Most people make the mistake of thinking that loving an HSP is hard work, but in reality, all it requires is a little patience and understanding.
And in return, they’ll let you into a world of passion, emotion, creativity, and intense, joyous love.
19) They scare easily
Remember the thrill of jumping out at your friends or family from behind the bathroom door?
Well, keep it for your friends and family and leave your HSP out of it, for your sake and theirs.
Scaring them unexpectedly won’t be received with laughter and promises of revenge.
Instead, your HSP might get seriously shocked and unsettled.
Because they’re more sensitive to stimulation and have a high startle reflex, being jumped out at can scare them down to their core and they may need some time to recover.
20) A bit of research can help you ‘get’ them
Since you’ve read this far into the article, you’re off to a good start.
To better understand your HSP, all it takes is a little research and communication with your partner and you’ll be good to go.
Most HSPs will be extremely grateful that their partner wants to understand them better, and by knowing beforehand how they react to different situations, you can avoid unnecessary conflict and misunderstandings.
Being in love with an HSP can be highly rewarding.

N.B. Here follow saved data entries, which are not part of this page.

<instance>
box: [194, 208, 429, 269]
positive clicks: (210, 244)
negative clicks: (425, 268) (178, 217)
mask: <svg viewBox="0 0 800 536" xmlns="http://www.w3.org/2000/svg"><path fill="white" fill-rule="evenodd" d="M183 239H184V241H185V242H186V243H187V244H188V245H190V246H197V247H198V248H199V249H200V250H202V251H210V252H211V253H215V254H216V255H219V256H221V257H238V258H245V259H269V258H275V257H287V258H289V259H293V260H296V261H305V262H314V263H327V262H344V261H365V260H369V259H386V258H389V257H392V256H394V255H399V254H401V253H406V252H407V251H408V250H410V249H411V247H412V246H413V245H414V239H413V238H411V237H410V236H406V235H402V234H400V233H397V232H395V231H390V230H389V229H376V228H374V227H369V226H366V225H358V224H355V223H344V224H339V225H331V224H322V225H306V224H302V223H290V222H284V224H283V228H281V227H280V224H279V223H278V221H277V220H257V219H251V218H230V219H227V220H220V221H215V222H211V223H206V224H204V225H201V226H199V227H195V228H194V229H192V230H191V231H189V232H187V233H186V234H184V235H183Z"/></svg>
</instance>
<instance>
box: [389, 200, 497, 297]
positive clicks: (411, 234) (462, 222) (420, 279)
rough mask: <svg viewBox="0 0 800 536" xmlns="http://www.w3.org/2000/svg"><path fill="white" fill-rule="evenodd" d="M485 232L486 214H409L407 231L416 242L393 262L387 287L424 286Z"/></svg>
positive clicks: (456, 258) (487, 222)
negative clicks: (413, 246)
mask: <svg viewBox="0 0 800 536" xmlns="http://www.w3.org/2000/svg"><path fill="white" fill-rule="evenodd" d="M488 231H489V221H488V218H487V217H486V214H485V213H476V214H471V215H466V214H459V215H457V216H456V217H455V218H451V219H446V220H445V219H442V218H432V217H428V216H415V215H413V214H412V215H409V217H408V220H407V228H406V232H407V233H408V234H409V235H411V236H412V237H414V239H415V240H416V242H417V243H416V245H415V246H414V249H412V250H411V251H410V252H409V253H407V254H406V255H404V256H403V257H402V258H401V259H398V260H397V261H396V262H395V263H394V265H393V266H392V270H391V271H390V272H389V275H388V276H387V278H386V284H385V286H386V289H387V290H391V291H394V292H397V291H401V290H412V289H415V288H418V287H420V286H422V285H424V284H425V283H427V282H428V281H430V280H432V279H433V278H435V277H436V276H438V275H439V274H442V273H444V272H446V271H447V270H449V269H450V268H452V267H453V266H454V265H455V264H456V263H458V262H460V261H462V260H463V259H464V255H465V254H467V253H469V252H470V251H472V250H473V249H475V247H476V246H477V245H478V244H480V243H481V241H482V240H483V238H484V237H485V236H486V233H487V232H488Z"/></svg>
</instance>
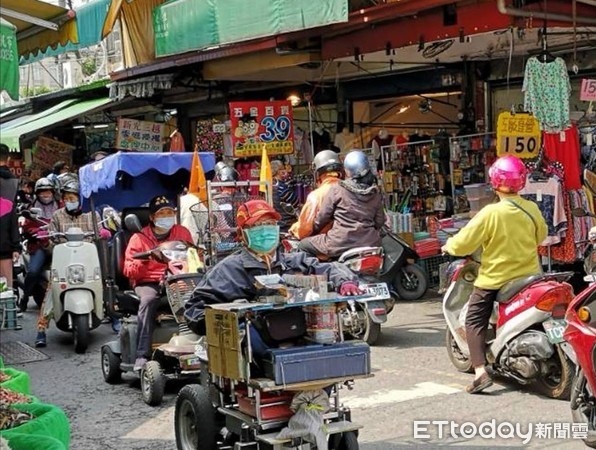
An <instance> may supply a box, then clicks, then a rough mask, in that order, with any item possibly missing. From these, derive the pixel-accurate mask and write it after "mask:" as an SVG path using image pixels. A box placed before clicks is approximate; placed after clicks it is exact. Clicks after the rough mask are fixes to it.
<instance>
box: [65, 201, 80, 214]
mask: <svg viewBox="0 0 596 450" xmlns="http://www.w3.org/2000/svg"><path fill="white" fill-rule="evenodd" d="M64 207H65V208H66V210H67V211H70V212H74V211H76V210H77V209H79V202H64Z"/></svg>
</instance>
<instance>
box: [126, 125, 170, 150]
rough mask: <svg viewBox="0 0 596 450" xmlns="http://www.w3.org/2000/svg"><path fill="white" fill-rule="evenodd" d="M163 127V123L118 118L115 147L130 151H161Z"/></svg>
mask: <svg viewBox="0 0 596 450" xmlns="http://www.w3.org/2000/svg"><path fill="white" fill-rule="evenodd" d="M163 128H164V126H163V123H155V122H144V121H141V120H134V119H122V118H120V119H118V131H117V133H116V148H118V149H120V150H128V151H132V152H161V151H163V145H162V136H163Z"/></svg>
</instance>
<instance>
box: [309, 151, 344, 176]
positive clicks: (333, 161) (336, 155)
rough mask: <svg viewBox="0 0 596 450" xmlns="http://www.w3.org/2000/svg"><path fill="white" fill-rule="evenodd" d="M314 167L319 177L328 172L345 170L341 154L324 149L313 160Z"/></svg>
mask: <svg viewBox="0 0 596 450" xmlns="http://www.w3.org/2000/svg"><path fill="white" fill-rule="evenodd" d="M312 168H313V170H314V171H315V176H316V177H317V178H319V177H320V176H321V175H322V174H324V173H326V172H340V173H341V172H343V166H342V164H341V161H340V160H339V156H338V154H337V153H335V152H334V151H332V150H323V151H321V152H319V153H317V154H316V156H315V157H314V159H313V161H312Z"/></svg>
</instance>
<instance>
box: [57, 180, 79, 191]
mask: <svg viewBox="0 0 596 450" xmlns="http://www.w3.org/2000/svg"><path fill="white" fill-rule="evenodd" d="M60 192H61V193H62V194H64V193H66V192H70V193H72V194H77V195H80V193H79V181H78V180H75V179H70V180H67V181H66V182H65V183H64V184H63V185H62V187H61V189H60Z"/></svg>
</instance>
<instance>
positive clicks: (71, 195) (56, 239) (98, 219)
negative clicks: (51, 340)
mask: <svg viewBox="0 0 596 450" xmlns="http://www.w3.org/2000/svg"><path fill="white" fill-rule="evenodd" d="M61 195H62V201H63V203H64V207H63V208H60V209H58V210H56V211H55V212H54V214H53V215H52V219H51V220H50V223H49V225H48V232H49V235H50V237H51V236H52V234H53V233H66V232H67V231H68V229H69V228H80V229H81V230H82V231H83V233H93V232H94V227H93V220H95V221H96V223H97V224H99V223H100V221H101V219H100V217H99V214H97V213H91V212H88V213H83V209H82V205H81V197H80V194H79V182H78V181H75V180H71V181H69V182H67V183H65V184H64V186H62V188H61ZM99 232H100V233H99V234H100V237H101V238H102V239H109V238H110V236H111V234H110V232H109V231H108V230H106V229H104V228H101V227H100V229H99ZM85 240H87V241H89V242H92V241H93V238H92V237H87V238H85ZM54 242H57V243H63V242H66V238H64V237H58V238H56V239H54ZM48 289H49V287H48ZM47 298H48V297H47V295H46V298H45V299H44V302H43V304H42V305H41V308H40V311H39V318H38V320H37V337H36V338H35V346H36V347H45V346H46V344H47V340H46V330H47V328H48V324H49V321H50V319H51V312H49V309H50V308H48V307H47V306H48V305H46V300H47Z"/></svg>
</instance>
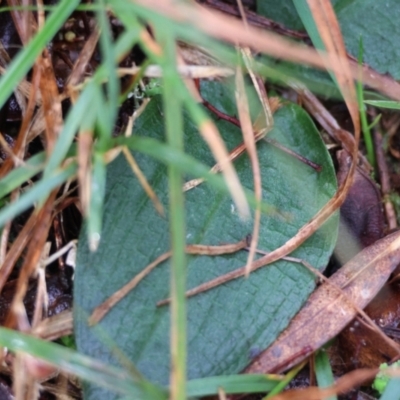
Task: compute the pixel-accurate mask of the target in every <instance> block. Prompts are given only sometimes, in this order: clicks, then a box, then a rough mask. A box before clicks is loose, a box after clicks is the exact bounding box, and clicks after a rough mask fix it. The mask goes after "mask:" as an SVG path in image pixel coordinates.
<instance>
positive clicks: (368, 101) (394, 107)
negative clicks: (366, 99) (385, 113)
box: [364, 100, 400, 110]
mask: <svg viewBox="0 0 400 400" xmlns="http://www.w3.org/2000/svg"><path fill="white" fill-rule="evenodd" d="M364 103H365V104H369V105H370V106H374V107H378V108H388V109H390V110H400V103H399V102H398V101H390V100H364Z"/></svg>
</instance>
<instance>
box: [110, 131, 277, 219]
mask: <svg viewBox="0 0 400 400" xmlns="http://www.w3.org/2000/svg"><path fill="white" fill-rule="evenodd" d="M113 143H114V144H115V145H125V146H127V147H129V148H130V149H132V150H137V151H140V152H142V153H144V154H147V155H149V156H151V157H154V158H155V159H156V160H159V161H160V162H162V163H164V164H166V165H174V166H176V168H178V169H179V170H180V171H181V172H182V173H185V174H186V173H190V176H191V177H194V178H203V179H205V181H206V182H207V184H209V185H211V186H212V187H214V188H215V189H217V190H219V191H221V192H223V193H226V194H230V191H229V189H228V187H227V185H226V182H225V180H224V179H223V177H222V176H221V175H218V174H213V173H211V172H210V167H209V166H207V165H204V164H202V163H201V162H199V161H197V160H196V159H195V158H193V157H192V156H190V155H188V154H186V153H184V152H183V151H177V150H176V149H174V148H172V147H171V146H169V145H168V144H165V143H162V142H160V141H158V140H155V139H153V138H148V137H142V136H132V137H128V138H126V137H119V138H115V139H114V140H113ZM245 194H246V199H247V201H248V203H249V204H250V206H252V207H253V208H254V207H255V206H256V200H255V198H254V193H252V192H250V191H245ZM261 211H262V212H263V213H265V214H271V213H276V212H277V210H276V208H274V207H271V206H270V205H269V204H267V203H265V202H263V203H262V204H261Z"/></svg>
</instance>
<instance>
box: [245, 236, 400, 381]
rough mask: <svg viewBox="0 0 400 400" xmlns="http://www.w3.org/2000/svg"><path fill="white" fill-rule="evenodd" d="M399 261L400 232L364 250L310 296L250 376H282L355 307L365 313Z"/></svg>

Every relationship goes through its ups and downs, and we all have personality traits that are good and bad.
The most important thing is that there’s plenty of love, understanding, and compromise.
With HSPs, it’s the same. But you can minimize the misunderstanding and heartbreak by being aware of how HSPs may act in relationships, and how they need things like alone time or mental stimulation.
And who knows, maybe by being in love with one, your world gets opened up to new emotions, empathy, creativity, and a whole different way of seeing life.